Tuesday, December 16, 2008
Parent to Parent: Economy
You hear the bad news every day, the economy in turmoil and people losing their jobs. Parents have to wonder how all the buzz affects their kids and what they should tell them about what's going on. In tonight's Parent to Parent, we've got great financial advice for kids and parents. Seven's Lynn Martinez has the story.
WSVN -- Sharon Harvey Rosenberg: "Our last bill was $476."
Showing the kids the household bills is what Sharon Harvey Rosenberg likes to call a little dose of reality.
Sharon Harvey Rosenberg: "This is what we paid for the electric bill. That's one reason why we want to turn off all the lights, look how much it is."
Sharon is a big believer in telling it like it is and giving her kids lessons in budgeting and responsible spending during these tough economic times.
Sharon Harvey Rosenberg: "I don't want my kids to have scars. Oh, my God, the world is changing, the world is uncertain. But you do want them to be able to balance a checkbook, to look at a deal and figure out it it's a good deal and to learn how to save."
Sharon's a pro at saving. After all, she's written a book about it called the "Frugal Duchess: How to Live Well and Save Money."
Sharon Harvey Rosenberg: "The idea is just to pay attention and figure out where the money is going and how you can cut back."

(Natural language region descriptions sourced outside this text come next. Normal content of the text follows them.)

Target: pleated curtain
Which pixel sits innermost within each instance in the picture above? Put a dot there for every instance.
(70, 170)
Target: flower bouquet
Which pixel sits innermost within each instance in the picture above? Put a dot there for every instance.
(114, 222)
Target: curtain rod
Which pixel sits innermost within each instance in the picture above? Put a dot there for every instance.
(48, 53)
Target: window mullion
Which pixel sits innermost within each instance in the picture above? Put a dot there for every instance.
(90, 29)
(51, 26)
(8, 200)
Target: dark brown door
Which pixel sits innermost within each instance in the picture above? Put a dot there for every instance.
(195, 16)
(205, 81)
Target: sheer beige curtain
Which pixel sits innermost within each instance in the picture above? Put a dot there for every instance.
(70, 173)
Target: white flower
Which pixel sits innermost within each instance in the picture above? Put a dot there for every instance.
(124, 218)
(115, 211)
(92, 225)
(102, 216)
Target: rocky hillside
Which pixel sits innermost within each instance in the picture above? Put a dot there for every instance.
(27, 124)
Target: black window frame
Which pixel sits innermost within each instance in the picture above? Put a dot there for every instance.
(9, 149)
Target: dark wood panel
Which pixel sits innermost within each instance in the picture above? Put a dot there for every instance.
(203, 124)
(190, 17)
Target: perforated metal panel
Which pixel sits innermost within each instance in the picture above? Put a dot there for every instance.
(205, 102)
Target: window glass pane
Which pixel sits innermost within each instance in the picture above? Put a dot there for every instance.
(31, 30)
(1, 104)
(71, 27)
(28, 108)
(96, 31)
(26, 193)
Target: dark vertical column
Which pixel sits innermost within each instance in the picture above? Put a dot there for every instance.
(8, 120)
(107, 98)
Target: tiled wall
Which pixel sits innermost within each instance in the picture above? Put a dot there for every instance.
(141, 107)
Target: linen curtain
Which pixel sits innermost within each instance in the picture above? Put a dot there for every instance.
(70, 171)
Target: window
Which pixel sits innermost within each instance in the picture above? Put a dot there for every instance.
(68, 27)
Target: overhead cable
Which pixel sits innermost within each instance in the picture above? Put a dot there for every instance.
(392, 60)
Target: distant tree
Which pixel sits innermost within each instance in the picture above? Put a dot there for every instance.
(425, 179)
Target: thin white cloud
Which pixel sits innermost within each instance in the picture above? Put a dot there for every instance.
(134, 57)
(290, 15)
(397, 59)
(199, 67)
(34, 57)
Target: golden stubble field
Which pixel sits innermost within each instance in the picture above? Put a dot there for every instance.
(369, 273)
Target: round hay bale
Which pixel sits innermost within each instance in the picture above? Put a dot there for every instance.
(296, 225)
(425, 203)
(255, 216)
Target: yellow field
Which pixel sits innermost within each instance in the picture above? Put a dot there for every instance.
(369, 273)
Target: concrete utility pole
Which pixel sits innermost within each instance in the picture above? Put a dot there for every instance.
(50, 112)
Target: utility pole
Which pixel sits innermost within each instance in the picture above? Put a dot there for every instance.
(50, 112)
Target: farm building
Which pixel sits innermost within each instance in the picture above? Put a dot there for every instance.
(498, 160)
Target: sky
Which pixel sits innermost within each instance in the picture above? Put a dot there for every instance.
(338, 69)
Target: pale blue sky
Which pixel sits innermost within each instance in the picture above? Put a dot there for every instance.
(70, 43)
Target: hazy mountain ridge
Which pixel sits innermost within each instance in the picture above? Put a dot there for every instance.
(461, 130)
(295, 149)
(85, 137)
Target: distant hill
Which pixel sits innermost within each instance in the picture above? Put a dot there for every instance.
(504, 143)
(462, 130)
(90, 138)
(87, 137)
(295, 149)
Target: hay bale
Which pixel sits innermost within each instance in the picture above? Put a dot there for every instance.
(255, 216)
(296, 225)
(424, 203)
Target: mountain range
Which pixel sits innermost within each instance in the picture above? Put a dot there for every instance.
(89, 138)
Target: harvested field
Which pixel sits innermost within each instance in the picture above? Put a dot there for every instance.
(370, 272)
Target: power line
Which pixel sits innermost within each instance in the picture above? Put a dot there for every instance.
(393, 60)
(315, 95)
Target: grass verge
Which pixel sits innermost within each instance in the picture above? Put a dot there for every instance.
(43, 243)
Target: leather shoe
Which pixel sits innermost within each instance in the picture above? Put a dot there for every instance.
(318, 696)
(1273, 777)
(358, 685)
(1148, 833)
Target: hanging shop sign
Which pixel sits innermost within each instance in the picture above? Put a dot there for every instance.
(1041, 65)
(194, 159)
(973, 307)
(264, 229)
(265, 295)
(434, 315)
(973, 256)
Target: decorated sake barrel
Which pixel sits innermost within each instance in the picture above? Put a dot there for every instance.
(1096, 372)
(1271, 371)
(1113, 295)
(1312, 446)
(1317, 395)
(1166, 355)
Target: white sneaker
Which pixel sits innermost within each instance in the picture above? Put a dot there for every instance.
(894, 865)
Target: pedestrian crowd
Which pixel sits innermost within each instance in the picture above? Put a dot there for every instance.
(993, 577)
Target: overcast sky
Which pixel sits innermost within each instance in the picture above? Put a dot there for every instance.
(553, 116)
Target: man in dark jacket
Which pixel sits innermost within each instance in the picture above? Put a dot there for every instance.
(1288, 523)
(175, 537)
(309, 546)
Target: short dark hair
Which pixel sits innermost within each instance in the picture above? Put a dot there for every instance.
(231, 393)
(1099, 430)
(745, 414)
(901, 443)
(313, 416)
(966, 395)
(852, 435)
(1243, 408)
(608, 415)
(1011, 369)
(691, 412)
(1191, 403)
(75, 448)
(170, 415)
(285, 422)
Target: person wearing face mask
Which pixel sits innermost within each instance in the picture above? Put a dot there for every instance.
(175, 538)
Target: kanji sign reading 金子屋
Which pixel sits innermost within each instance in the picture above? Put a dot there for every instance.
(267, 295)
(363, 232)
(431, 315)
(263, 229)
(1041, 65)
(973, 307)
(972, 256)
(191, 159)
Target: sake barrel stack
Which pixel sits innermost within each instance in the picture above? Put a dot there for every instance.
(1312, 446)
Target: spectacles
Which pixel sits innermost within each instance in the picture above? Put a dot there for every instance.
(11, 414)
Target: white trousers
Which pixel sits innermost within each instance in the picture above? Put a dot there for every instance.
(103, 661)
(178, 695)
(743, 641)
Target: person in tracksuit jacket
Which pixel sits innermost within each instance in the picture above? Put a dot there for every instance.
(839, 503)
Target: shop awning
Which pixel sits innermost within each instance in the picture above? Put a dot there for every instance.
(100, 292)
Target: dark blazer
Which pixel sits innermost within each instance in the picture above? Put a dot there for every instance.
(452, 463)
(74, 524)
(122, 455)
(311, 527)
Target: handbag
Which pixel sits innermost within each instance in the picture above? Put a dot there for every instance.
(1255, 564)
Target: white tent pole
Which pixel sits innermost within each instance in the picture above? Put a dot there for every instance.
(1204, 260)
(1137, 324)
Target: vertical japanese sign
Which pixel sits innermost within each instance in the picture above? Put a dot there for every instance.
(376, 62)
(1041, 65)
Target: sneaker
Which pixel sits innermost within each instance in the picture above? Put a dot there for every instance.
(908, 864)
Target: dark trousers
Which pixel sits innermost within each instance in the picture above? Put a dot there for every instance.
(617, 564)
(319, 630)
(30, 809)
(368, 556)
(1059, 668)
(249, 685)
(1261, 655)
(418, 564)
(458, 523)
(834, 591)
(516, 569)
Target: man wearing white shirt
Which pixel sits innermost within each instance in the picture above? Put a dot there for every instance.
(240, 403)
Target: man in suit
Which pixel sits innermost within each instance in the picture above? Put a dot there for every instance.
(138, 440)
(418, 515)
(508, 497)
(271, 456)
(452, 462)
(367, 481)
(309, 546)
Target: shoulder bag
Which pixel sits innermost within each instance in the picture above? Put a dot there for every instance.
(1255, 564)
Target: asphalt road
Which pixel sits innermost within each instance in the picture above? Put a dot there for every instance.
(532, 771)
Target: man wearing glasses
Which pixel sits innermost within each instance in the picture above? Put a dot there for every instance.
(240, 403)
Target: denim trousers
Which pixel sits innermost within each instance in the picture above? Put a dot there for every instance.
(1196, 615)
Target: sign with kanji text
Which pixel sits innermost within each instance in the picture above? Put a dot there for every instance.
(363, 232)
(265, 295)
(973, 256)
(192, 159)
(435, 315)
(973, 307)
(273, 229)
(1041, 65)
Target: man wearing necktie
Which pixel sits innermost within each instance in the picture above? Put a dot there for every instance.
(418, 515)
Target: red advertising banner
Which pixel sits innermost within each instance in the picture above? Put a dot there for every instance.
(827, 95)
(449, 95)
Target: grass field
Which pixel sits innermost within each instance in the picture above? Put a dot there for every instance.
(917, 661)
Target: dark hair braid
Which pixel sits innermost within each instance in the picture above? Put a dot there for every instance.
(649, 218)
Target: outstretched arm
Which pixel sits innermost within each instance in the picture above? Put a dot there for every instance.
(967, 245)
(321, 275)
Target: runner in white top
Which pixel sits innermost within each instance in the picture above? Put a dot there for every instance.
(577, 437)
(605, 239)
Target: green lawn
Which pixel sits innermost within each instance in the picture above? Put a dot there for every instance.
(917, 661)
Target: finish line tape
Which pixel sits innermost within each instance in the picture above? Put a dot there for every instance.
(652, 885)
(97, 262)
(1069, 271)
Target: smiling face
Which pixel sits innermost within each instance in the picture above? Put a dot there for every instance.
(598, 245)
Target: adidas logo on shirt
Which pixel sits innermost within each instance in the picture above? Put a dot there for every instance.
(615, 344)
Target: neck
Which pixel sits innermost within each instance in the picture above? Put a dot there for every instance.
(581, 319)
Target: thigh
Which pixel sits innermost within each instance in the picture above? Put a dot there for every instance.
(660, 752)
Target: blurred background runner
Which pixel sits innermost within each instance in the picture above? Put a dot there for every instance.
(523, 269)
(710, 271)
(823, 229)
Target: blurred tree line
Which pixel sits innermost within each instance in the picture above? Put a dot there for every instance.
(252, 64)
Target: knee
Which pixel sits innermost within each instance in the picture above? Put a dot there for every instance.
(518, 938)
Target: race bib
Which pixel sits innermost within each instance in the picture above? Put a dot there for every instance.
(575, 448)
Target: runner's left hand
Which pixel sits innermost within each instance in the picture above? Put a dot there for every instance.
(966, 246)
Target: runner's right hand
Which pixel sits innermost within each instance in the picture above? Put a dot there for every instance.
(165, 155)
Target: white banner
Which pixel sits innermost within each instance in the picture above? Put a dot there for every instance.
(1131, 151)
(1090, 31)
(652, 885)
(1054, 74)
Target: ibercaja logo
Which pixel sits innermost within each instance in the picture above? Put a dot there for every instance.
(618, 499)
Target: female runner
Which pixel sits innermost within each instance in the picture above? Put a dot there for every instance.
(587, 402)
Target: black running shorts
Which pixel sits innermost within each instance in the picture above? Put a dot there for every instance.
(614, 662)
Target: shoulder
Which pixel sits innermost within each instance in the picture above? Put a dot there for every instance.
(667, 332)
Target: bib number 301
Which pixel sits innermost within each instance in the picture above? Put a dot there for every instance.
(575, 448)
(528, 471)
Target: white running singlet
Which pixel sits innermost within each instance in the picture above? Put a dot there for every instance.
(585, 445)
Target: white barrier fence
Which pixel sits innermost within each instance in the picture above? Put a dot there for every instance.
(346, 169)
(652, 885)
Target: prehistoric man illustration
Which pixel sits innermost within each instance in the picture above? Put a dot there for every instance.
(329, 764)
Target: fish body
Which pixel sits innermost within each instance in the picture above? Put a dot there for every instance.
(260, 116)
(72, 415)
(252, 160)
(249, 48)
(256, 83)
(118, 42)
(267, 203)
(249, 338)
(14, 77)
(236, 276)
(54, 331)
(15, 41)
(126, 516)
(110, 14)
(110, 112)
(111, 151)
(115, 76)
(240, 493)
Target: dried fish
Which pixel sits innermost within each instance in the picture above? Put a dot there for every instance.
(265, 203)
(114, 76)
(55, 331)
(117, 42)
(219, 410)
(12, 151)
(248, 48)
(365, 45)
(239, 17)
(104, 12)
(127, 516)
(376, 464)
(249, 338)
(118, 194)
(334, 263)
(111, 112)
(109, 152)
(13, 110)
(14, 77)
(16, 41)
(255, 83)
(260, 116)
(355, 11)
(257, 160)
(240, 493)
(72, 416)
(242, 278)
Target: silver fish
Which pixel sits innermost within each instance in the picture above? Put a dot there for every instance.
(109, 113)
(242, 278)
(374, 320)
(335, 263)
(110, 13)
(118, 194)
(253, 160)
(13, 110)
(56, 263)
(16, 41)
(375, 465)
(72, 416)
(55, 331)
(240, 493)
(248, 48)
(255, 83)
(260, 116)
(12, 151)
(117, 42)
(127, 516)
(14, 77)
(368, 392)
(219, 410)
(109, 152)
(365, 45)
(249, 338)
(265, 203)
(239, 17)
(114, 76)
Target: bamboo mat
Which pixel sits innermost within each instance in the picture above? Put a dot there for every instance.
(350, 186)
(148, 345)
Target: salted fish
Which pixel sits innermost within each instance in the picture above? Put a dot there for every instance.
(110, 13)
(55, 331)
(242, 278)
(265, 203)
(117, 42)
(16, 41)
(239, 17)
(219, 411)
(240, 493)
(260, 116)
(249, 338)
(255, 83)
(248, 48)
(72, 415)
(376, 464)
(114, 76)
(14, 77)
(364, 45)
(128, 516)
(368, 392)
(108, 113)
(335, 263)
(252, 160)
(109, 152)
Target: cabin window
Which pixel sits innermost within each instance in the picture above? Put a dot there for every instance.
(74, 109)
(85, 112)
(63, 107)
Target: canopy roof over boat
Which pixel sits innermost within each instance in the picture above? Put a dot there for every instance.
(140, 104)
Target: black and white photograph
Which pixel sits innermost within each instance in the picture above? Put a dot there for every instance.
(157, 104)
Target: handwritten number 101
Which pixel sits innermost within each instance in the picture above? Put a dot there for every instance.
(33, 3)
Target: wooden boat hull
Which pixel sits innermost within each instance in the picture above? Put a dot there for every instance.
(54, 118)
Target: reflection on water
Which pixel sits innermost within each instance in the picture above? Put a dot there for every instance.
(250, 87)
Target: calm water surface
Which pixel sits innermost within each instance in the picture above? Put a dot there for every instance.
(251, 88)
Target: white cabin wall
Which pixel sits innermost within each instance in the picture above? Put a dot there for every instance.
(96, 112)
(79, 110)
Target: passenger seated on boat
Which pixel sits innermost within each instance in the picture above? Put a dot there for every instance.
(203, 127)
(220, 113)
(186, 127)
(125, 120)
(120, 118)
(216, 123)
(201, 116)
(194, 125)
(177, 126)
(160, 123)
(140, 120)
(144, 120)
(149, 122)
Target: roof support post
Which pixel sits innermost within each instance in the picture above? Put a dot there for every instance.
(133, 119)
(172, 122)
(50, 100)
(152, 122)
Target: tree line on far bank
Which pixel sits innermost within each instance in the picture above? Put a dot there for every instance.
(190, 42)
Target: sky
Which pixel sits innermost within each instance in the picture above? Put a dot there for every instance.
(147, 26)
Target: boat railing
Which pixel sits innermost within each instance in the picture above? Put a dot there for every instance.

Dr. Val agrees. She says the more kids understand about money, the better.
Dr. Valerie Goode: "You have a structure for them, and within that structure your child will feel very safe no matter how old they are. It's the lack of control, and the feeling that the world is falling apart that scares everybody.
In the meantime, use the economic crisis as an excuse to teach kids financial fundamentals.
Sharon Harvey Rosenberg: "There is no such thing as too young. As soon as your child understands the concept of money, he or she has to understand the concept of how much there is and how much there is not. It's very concrete."
Dr. Val says if your child works or gets an allowance, teach them to divide the profits into portions. Some to spend, some to save and some to give to charity. Negotiating is a good skill to have, too.
Sharon Harvey Rosenberg: "If you really need this hat, if you really want this hat, maybe you could save up for it or maybe we could split it. Would you want to pay halfsies with me?"
Advice the Rosenbergs take to heart. Even a trip to the store usually turns into a lesson on getting the most for your money.
Sharon Harvey Rosenberg: "OK, Gaby, look at this unit price. This Kiss is great, nice big chocolate Kiss? Fifty-seven cents per ounce? Look at this one. They're 44 cents per ounce. What's a better deal?"
Smart lessons that will stay with them long after this economic crisis is over.